One thing I've learned from starting a game company from scratch is the constant need for materials, accessories and items - both physical and digital - to help that business run. Everything from product manufacturing to packaging, to business cards, catalogs, fliers, digital data systems - all of these items must be specified and procured to make the whole operation come together. Unfortunately, these formats are not always the most attractive, smartest solutions, and often produce a great deal of waste.
One of the nice things about being a designer, and a designer who operates from a maker mindset, is that you don't have to simply accept widely used formats. In fact, our commitment to both environmental responsibility and smart design requires that we often challenge the standard options and create our own. A quick example: our catalog. To save paper, we shrank the size down to a simple, 4 1/2 x 4 1/2 square. We printed our App information and terms/ordering information on separate sheets that act as inserts, so that we wouldn't have to create separately booklets for retailers, press, customers and whoever else. It's beautiful, different and saved us a whole lot of time and money.

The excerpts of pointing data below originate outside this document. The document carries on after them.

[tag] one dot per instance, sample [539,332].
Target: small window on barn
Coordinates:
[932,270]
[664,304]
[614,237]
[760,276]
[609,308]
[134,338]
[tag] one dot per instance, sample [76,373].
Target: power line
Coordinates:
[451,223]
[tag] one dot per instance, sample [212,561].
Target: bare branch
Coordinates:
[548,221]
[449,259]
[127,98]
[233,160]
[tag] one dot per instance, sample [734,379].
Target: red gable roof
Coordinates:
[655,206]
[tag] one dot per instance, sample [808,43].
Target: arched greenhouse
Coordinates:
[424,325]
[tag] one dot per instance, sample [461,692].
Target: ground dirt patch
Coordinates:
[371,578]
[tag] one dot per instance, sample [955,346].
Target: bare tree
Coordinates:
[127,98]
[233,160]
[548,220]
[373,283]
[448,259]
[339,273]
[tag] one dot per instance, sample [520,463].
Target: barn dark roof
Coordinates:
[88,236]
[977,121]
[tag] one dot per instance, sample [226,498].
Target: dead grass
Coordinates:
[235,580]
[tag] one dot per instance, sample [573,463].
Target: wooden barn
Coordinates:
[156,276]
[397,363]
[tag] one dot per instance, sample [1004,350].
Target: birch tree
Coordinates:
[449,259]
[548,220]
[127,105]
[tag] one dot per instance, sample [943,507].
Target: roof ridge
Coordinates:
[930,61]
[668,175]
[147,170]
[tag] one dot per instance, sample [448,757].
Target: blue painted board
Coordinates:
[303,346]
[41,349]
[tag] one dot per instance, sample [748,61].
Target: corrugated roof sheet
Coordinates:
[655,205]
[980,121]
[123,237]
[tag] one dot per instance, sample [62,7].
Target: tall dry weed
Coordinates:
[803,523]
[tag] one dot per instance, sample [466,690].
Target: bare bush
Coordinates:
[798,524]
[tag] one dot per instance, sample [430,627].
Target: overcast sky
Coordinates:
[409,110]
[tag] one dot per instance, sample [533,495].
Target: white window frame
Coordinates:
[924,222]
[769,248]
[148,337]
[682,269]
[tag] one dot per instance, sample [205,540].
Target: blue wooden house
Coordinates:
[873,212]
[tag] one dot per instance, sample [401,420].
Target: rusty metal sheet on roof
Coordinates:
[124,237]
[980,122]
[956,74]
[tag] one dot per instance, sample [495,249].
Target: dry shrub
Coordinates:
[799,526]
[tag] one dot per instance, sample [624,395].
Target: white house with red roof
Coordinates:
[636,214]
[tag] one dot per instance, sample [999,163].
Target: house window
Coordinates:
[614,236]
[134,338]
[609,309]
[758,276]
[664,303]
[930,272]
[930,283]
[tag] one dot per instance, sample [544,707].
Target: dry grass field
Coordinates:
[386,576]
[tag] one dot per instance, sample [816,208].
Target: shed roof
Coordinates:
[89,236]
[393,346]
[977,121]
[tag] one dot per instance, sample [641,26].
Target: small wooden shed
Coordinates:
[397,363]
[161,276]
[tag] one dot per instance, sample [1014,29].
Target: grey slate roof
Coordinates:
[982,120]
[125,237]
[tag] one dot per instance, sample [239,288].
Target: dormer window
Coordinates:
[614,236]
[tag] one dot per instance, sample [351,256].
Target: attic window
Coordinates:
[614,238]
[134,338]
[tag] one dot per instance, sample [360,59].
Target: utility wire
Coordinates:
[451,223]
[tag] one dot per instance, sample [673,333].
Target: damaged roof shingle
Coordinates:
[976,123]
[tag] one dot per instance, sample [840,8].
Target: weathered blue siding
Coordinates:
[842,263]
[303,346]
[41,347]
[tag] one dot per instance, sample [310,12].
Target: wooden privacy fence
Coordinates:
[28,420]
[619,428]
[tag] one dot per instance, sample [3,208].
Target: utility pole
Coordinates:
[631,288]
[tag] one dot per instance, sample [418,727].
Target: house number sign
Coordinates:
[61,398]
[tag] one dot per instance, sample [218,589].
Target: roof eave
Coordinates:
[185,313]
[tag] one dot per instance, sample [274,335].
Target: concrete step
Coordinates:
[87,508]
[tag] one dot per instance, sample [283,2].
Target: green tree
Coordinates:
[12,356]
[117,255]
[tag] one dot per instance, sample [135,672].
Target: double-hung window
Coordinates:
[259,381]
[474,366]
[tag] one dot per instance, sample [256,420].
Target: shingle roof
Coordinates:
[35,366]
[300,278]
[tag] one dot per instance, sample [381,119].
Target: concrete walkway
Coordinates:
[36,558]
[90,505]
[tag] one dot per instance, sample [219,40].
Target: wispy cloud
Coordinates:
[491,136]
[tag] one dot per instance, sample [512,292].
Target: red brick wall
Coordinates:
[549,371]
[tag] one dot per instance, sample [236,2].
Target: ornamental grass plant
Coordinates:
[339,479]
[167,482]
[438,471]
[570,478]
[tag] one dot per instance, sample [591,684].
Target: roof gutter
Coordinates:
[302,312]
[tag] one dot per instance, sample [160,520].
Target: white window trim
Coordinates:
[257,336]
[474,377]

Lately, we've been struggling with two design quandaries. One is the matter of our tile benches, which we hoped to include in our board game, but which were proving prohibitively expensive. Could we use aluminum? Stained wood? For a while we were making and painting them ourselves, which took an unsustainable amount of effort. The other issue is with displays. We need displays for our card games that are inexpensive, attractive, easy to ship, easy to assemble and consistent with the design of our brand. But we only need a relately small quantity for the time being, and the standard cardboard displays were too costly.
And then, this week at NY NOW, I figured out the solution to both at once. Sometimes inspiration comes from unlikely places, and this was no exception. Across the aisle from us was a seriously cool toy company, called YOXO, that makes modular cardboard pieces that slot together to make X shapes which then can be made into robots and shapes.
I'd been staring at their booth for three days already, before it hit me: we could create both our tile benches and displays using a similar slotting method. It was so incredibly simple, I didn't know why I or somebody else hadn't already figured this out! Over the course of the next few minutes, I drew up some sketches.
Turns out, this hack will save us money, materials, and look really cool. Who needs the old formats, when you can come up with your own! All it takes is the will to try something new, an openness to inspiration, and a mind for design. In short, a maker mindset.
We'll keep you updated on other na2ure hacks. What are simple solutions you've found to problems in design? How have you challenged old formats to create something better?